Bishop v. Town of Barre

442 A.2d 50, 140 Vt. 564, 1982 Vt. LEXIS 442
CourtSupreme Court of Vermont
DecidedFebruary 2, 1982
Docket393-80
StatusPublished
Cited by35 cases

This text of 442 A.2d 50 (Bishop v. Town of Barre) is published on Counsel Stack Legal Research, covering Supreme Court of Vermont primary law. Counsel Stack provides free access to over 12 million legal documents including statutes, case law, regulations, and constitutions.

Bluebook
Bishop v. Town of Barre, 442 A.2d 50, 140 Vt. 564, 1982 Vt. LEXIS 442 (Vt. 1982).

Opinion

Hill, J.

This case concerns the proper standard for computing benefits under the Vermont Workmen’s Compensation Act, 21 V.S.A. §§ 601-709. The claimant, Leroy Bishop, challenges the amount of compensation he was awarded by the Commissioner of Labor and Industry. The claimant also contests the denial of vocational rehabilitation benefits.

I.

The facts in this case are straightforward. On October 3, 1973, the claimant suffered an injury to his back while employed as a laborer by the Town of Barre. Although he returned to work for short periods of time, he has not worked since October of 1977. From December 15, 1973, to April 8, 1974, and from October 3, 1977, to January 22, 1979, the claimant received temporary total disability benefits. On January 22, 1979, the defendants discontinued temporary benefits on the ground that the claimant had reached the “end result” of the healing process.

The claimant filed for permanent disability and vocational rehabilitation benefits.
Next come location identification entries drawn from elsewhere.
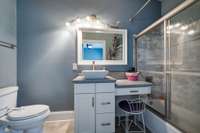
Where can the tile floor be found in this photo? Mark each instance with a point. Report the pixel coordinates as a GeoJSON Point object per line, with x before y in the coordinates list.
{"type": "Point", "coordinates": [60, 126]}
{"type": "Point", "coordinates": [66, 126]}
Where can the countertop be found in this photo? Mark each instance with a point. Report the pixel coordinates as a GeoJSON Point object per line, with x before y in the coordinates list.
{"type": "Point", "coordinates": [124, 83]}
{"type": "Point", "coordinates": [81, 79]}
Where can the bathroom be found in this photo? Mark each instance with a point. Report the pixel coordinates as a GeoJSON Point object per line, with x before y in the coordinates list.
{"type": "Point", "coordinates": [49, 47]}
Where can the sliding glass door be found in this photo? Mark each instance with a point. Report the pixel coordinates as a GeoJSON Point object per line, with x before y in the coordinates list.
{"type": "Point", "coordinates": [184, 39]}
{"type": "Point", "coordinates": [150, 62]}
{"type": "Point", "coordinates": [169, 56]}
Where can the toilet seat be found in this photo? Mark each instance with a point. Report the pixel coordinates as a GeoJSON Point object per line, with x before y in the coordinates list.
{"type": "Point", "coordinates": [27, 112]}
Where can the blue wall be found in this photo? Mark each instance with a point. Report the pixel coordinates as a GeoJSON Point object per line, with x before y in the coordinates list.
{"type": "Point", "coordinates": [8, 61]}
{"type": "Point", "coordinates": [46, 49]}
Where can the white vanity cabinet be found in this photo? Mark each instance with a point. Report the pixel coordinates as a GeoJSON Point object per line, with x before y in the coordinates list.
{"type": "Point", "coordinates": [94, 107]}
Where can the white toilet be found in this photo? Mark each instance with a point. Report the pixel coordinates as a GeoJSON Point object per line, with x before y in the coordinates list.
{"type": "Point", "coordinates": [26, 119]}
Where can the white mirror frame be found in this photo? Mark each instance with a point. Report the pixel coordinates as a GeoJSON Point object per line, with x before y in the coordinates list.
{"type": "Point", "coordinates": [80, 61]}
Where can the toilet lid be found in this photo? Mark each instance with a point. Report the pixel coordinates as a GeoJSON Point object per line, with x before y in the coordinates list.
{"type": "Point", "coordinates": [26, 112]}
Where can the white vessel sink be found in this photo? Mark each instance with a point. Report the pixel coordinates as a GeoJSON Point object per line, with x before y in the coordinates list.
{"type": "Point", "coordinates": [95, 74]}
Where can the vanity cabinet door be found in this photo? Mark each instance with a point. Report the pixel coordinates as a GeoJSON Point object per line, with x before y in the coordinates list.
{"type": "Point", "coordinates": [85, 113]}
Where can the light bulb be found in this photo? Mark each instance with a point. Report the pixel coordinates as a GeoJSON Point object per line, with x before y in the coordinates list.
{"type": "Point", "coordinates": [78, 20]}
{"type": "Point", "coordinates": [88, 18]}
{"type": "Point", "coordinates": [67, 24]}
{"type": "Point", "coordinates": [191, 32]}
{"type": "Point", "coordinates": [177, 25]}
{"type": "Point", "coordinates": [184, 27]}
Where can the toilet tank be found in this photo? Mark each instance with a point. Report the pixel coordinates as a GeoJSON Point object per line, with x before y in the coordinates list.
{"type": "Point", "coordinates": [8, 98]}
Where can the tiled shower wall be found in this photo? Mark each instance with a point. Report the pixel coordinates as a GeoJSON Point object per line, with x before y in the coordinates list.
{"type": "Point", "coordinates": [182, 70]}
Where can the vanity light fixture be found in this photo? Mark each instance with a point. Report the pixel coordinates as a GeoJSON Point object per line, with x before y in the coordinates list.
{"type": "Point", "coordinates": [90, 21]}
{"type": "Point", "coordinates": [177, 25]}
{"type": "Point", "coordinates": [67, 24]}
{"type": "Point", "coordinates": [191, 32]}
{"type": "Point", "coordinates": [184, 27]}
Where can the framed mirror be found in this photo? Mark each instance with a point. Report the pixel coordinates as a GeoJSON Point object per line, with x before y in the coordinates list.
{"type": "Point", "coordinates": [104, 46]}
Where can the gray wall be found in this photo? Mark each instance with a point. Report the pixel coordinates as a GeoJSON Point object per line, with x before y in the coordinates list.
{"type": "Point", "coordinates": [168, 5]}
{"type": "Point", "coordinates": [46, 49]}
{"type": "Point", "coordinates": [8, 65]}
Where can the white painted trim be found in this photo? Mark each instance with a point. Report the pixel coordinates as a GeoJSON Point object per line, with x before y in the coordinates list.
{"type": "Point", "coordinates": [157, 125]}
{"type": "Point", "coordinates": [60, 115]}
{"type": "Point", "coordinates": [102, 62]}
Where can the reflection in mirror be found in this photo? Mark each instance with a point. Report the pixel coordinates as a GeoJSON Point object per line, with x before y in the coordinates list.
{"type": "Point", "coordinates": [102, 46]}
{"type": "Point", "coordinates": [106, 46]}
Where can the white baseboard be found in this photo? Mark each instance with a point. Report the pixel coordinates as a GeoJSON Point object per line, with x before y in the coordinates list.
{"type": "Point", "coordinates": [157, 125]}
{"type": "Point", "coordinates": [60, 115]}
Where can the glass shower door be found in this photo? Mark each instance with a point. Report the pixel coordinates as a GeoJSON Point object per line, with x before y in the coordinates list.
{"type": "Point", "coordinates": [184, 38]}
{"type": "Point", "coordinates": [150, 62]}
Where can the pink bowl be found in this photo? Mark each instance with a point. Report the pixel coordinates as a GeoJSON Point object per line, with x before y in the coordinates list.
{"type": "Point", "coordinates": [132, 76]}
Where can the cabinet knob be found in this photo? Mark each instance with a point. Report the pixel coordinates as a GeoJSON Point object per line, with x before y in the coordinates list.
{"type": "Point", "coordinates": [106, 124]}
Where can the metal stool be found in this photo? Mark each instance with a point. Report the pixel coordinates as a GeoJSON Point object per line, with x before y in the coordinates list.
{"type": "Point", "coordinates": [136, 108]}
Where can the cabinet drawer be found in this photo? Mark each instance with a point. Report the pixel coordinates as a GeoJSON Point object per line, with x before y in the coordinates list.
{"type": "Point", "coordinates": [105, 102]}
{"type": "Point", "coordinates": [105, 87]}
{"type": "Point", "coordinates": [133, 91]}
{"type": "Point", "coordinates": [84, 88]}
{"type": "Point", "coordinates": [105, 123]}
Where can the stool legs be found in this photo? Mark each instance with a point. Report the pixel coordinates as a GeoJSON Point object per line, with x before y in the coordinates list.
{"type": "Point", "coordinates": [126, 123]}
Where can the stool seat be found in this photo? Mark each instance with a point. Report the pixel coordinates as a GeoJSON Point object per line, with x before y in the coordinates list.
{"type": "Point", "coordinates": [136, 108]}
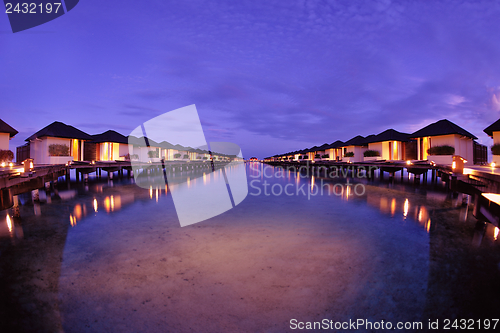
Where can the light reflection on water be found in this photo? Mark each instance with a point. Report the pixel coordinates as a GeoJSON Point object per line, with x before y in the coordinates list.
{"type": "Point", "coordinates": [391, 205]}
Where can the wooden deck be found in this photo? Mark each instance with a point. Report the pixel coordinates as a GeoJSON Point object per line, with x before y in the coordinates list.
{"type": "Point", "coordinates": [14, 181]}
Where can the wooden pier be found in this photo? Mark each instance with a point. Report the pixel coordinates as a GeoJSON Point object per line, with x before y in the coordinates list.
{"type": "Point", "coordinates": [14, 180]}
{"type": "Point", "coordinates": [483, 186]}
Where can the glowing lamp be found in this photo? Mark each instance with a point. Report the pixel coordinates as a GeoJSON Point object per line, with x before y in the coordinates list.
{"type": "Point", "coordinates": [28, 164]}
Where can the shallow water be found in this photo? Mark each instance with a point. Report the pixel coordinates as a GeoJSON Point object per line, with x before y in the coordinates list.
{"type": "Point", "coordinates": [111, 256]}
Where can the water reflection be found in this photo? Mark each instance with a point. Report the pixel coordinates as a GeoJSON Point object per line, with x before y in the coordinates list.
{"type": "Point", "coordinates": [389, 205]}
{"type": "Point", "coordinates": [11, 229]}
{"type": "Point", "coordinates": [405, 208]}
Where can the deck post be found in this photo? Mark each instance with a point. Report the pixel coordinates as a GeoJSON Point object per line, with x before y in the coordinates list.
{"type": "Point", "coordinates": [15, 207]}
{"type": "Point", "coordinates": [35, 195]}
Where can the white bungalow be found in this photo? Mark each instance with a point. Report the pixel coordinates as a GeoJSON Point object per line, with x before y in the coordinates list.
{"type": "Point", "coordinates": [107, 146]}
{"type": "Point", "coordinates": [494, 132]}
{"type": "Point", "coordinates": [444, 133]}
{"type": "Point", "coordinates": [144, 149]}
{"type": "Point", "coordinates": [6, 133]}
{"type": "Point", "coordinates": [356, 146]}
{"type": "Point", "coordinates": [390, 144]}
{"type": "Point", "coordinates": [57, 143]}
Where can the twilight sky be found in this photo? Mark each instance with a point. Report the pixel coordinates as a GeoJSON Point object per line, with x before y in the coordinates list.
{"type": "Point", "coordinates": [271, 76]}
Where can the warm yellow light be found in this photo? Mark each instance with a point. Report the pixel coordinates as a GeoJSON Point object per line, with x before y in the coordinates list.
{"type": "Point", "coordinates": [495, 197]}
{"type": "Point", "coordinates": [9, 223]}
{"type": "Point", "coordinates": [77, 212]}
{"type": "Point", "coordinates": [107, 204]}
{"type": "Point", "coordinates": [406, 207]}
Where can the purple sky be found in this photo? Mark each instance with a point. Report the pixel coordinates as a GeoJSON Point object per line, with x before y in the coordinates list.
{"type": "Point", "coordinates": [271, 76]}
At the hearing on these claims, the medical testimony stood uncontradicted: the claimant’s back impairment would not improve, resulting in a thirty-five to forty per cent permanent impairment of the spine, and a twenty per cent impairment to the whole man. The claimant also adduced testimony that, taking account of his age, training, and educational background, he would be unable to work again. In addition, the claimant presented a vocational rehabilitation plan, under which the claimant would receive $2,695.00 in funds to establish a small livestock venture at his home. The return on this vocational rehabilitation plan was estimated at approximately $200.00 annually.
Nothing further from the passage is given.